Кожаные створки раздвинулись, показался официант с подносом, на котором стоял кофейник и несколько чашек. За стеклянными стенами вовсю бушевал ливень. Где-то далеко вспыхивали молнии, но раскатов грома почти не было слышно.
Чиновник глупо захихикал и утер со лба пот. На него наваливалось странное всепоглощающее безразличие, неконтролируемое и безнадежное, делающее его невесомым и незначительным.
Дождь к ночи прекратился, и Виктор не знал, хорошо это или плохо. И никто из участников операции не знал. Возможно, что в дождь было бы куда удобнее замочить кучу людей. Но тем не менее… дождя больше не было. На открытых местах сразу просохло, и лишь по закуткам собралась парная затхлая сырость, да умытая от городской пыли листва шелестела радостно и свежо.
На соляном складе было безлюдно и тихо. Даже сторожа где-то попрятались или ушли с места работы… или их ненавязчиво убрали…
Вдруг тишину осторожно нарушили вооруженные люди в полицейской форме. Примерно человек десять. Они быстро и слаженно рассредоточились по складскому помещению и заняли выгодные позиции для стрельбы.
Папа и Виктор удобно расположились в безопасном и удачном для наблюдения месте. Подручные папы бесцеремонно приволокли чиновника и усадили на перевернутый дощатый ящик. Он жаловался на сердце и не хотел никуда выходить из ресторана. Но с ним уже никто не считался. В качестве гарантийного талона он годился и с плохим самочувствием, а в то, что он может ненароком откинуться, почему-то никто не верил. Чиновник безнадежно привалился спиной к бетонной стене и сдавленно стонал, хватаясь за грудь.
Какое-то время все просто ждали, обозревая пустынную темную складскую площадку. Но в конце концов бандитов начало тяготить необоснованно затянувшееся ожидание. Особенно занервничал папа. Он вообще от природы не отличался терпением. Он демонстративно смотрел на часы… потом на Виктора… потом снова на часы… что-то цедил сквозь зубы, перешептываясь с подручными. Виктор напряженно вслушивался в тишину, вглядывался в ночь, не обращая внимания на манипуляции папы.
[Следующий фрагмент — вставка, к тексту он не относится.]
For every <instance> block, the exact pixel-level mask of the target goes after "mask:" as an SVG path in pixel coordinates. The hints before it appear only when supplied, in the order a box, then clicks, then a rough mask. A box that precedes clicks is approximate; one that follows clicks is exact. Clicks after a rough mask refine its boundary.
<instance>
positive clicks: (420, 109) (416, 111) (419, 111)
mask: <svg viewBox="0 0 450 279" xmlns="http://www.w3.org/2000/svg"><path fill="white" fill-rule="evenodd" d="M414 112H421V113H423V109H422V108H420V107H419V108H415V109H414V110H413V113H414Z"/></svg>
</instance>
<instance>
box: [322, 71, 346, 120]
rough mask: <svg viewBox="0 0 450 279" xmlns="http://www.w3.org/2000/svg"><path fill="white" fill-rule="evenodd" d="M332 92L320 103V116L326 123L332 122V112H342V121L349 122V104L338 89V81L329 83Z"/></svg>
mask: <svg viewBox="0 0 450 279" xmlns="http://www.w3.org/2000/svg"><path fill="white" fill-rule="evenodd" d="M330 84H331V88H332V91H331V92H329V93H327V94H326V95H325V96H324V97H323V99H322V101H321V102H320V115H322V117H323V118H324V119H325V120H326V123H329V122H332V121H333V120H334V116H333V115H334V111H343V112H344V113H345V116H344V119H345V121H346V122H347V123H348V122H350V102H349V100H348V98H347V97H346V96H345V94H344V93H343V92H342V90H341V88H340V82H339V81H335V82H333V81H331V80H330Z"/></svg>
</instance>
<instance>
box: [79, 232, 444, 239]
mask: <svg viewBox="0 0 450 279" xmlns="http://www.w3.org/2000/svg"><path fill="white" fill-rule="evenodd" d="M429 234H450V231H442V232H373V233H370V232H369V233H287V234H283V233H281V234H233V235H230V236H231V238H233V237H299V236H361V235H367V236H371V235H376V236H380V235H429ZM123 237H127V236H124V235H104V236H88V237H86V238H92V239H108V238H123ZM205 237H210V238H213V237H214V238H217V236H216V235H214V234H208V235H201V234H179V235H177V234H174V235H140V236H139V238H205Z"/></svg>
Пана не выдержал и толкнул Виктора в бок.
— Ну, если мутишь…
Он хотел еще что-то сказать или по привычке сорваться на угрозы, но Виктор остановил его жестом и прижал палец к губам.
На склад въехал грузовик. Папа заткнулся и замер. Только поблескивали его глаза в свете фар да воздух с шипением вылетал из ноздрей.